Thank you for putting all this time into illustrating this build. :mug:
 
This is one of the best DIY projects on this forum. The detailed instructions and inside information on your blog are top notch!

Thank you for putting all this time into illustrating this build. :mug:

Glad to help. If you end up building one, let me know if you need clarification on any of the instructions.
 
What would you say this project cost you, total? I went thru all the parts but was having trouble trying to ballpark a number. Just curious how far my money will go if I start now.

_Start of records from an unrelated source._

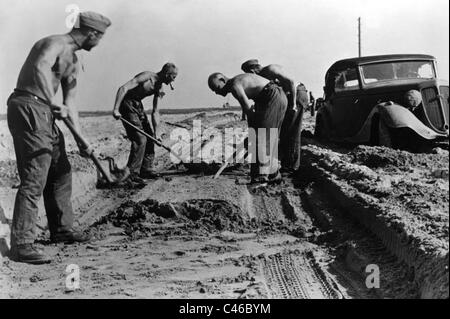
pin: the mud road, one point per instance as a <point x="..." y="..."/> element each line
<point x="186" y="235"/>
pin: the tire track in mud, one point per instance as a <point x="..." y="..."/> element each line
<point x="290" y="274"/>
<point x="296" y="276"/>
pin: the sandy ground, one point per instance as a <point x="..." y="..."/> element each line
<point x="186" y="235"/>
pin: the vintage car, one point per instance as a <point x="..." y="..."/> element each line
<point x="384" y="100"/>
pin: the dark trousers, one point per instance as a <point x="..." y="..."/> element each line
<point x="290" y="139"/>
<point x="142" y="153"/>
<point x="270" y="108"/>
<point x="43" y="167"/>
<point x="291" y="130"/>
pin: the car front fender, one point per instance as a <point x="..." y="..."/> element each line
<point x="394" y="116"/>
<point x="397" y="116"/>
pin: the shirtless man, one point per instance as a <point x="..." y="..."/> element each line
<point x="268" y="113"/>
<point x="290" y="135"/>
<point x="128" y="105"/>
<point x="39" y="144"/>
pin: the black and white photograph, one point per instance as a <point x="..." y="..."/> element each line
<point x="237" y="151"/>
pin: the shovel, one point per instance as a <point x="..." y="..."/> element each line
<point x="230" y="159"/>
<point x="113" y="177"/>
<point x="156" y="141"/>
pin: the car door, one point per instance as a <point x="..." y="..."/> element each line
<point x="345" y="103"/>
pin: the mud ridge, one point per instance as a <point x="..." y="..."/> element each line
<point x="430" y="262"/>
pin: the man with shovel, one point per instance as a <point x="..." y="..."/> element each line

Probably around $2k-$2500. You could cut the price significantly by getting rid of the tri-clover fittings though.
 
You did an amazing job on this project and the website is very helpful too! Waiting for the final instructions on there for the controller. A suggestion would also be a price / parts list if you could on there.

Again great job.

Matt
 
You did an amazing job on this project and the website is very helpful too! Waiting for the final instructions on there for the controller. A suggestion would also be a price / parts list if you could on there.

Again great job.

Matt

Glad to hear it's useful. Between grad school and work I haven't had a ton of time to work on the website lately. I just finished the first part of the controller page though. Hopefully, I'll get some time to draw up wiring diagrams in the near future.
 
Great DIY and have a question about what you consider you max temp to be...reason I ask is I do some saisons and they require higher temps and am thinking of doing a separate tank with a heater for that purpose as I don't see anyway to incorporate a heater into this neat setup...probably wouldn't make sense anyway....your thoughts??
 
Great DIY and have a question about what you consider you max temp to be...reason I ask is I do some saisons and they require higher temps and am thinking of doing a separate tank with a heater for that purpose as I don't see anyway to incorporate a heater into this neat setup...probably wouldn't make sense anyway....your thoughts??

You can set it as high as you want really. The only constraint at the moment is it won't go above ambient temp + however much heat the yeast puts out. There is a way to add a heater though. The controller I built actually has everything wired for a heater at the moment .

During the build out, I ran in to an issue that you couldn't associate more than 6 outputs with temp probes. So, I couldn't run a heater. I had posted a question about it on the ECC forum and they pointed out a workaround to get it working. It's not the most elegant solution as it involves changing various states to heat, but it should work.

I haven't gotten around to trying it out yet as it's the middle of summer and ambient temps haven't dropped that low, but it's in the long range plans for probably some time around December when work usually slows down and I get a break from grad school.